U.K. group objects to Dolan's deal

By Published on .

[london] A recommendation by a British pension fund trade body to vote against a resolution underpinning the merger of WPP Group and Young & Rubicam is extremely unlikely to topple the deal. But the issue raises interesting contract differences between U.S. and U.K. companies.

The U.K.'s National Association of Pension Funds issued the opinion that its members vote against the appointment of Michael J. Dolan to WPP's board once the merger is complete. WPP shareholders are slated to vote on the deal Sept. 29.

Prior to the May merger announcement, Mr. Dolan was vice chairman and chief financial officer of Young & Rubicam. He is now president and chief operating officer of the agency.
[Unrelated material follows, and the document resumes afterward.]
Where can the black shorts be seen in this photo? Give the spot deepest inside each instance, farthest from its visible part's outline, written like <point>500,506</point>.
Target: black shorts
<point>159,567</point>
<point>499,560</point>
The association recommends that members vote against Mr. Dolan's election to the board on "governance grounds because of the length of his service contract." The resolution electing Mr. Dolan is one of five the entire merger depends on. Mr. Dolan has a four-year contract once Y&R merges with WPP.

John Rogers, director of the association's Voting Issues Service, said while a multiyear contract for a top executive is not unusual in the U.S., "It's very unusual in the U.K. For a major company it's virtually unheard of."

WPP's executive directors are on 12 months' notice, with the exception of Martin Sorrell, who is on a three-year contract due to his special position as group chief executive and his personal financial investment in the company.

The pension group is a trade association for fund managers at occupational pension funds, local government authorities and unions. It has 1,500 corporate members, but no regulatory powers.

Mr. Rogers said the resolution in question goes against the one-year contract recommended by the U.K.'s Financial Services Authority. "This is highly unlikely to jeopardize the vote on the merger," said Mr. Rogers of the Sept. 29 vote by WPP shareholders. Mr. Rogers added, however, it's an issue that "can come back to haunt" companies if an executive performs poorly, gets fired and is then handed a big payoff while share prices languish. "It can upset shareholders if some director makes a killing."


WPP pointed out that the Association of British Insurers and the U.S.-based Institutional Shareholders Services have both come out in favor of all the merger resolutions. WPP Chief Financial Officer Paul Richardson said the association's recommendation doesn't threaten the merger vote. "I have not had a single major institutional shareholder call to complain."

Mr. Dolan's employment contact doesn't require that he would be paid four years' salary if he was fired after the first year. He would, however, get three times his annual base salary of $800,000 if his contract was terminated in the first two years, and between one and two times his salary if terminated in the following two years other than for cause on behalf of WPP or "good reason" of Mr. Dolan.

Mr. Rogers agrees there will not be a big shareholder protest over the resolution. Only one small pension fund has told him it intends to write to WPP to express reservations about the resolution, but the fund doesn't intend to vote against it.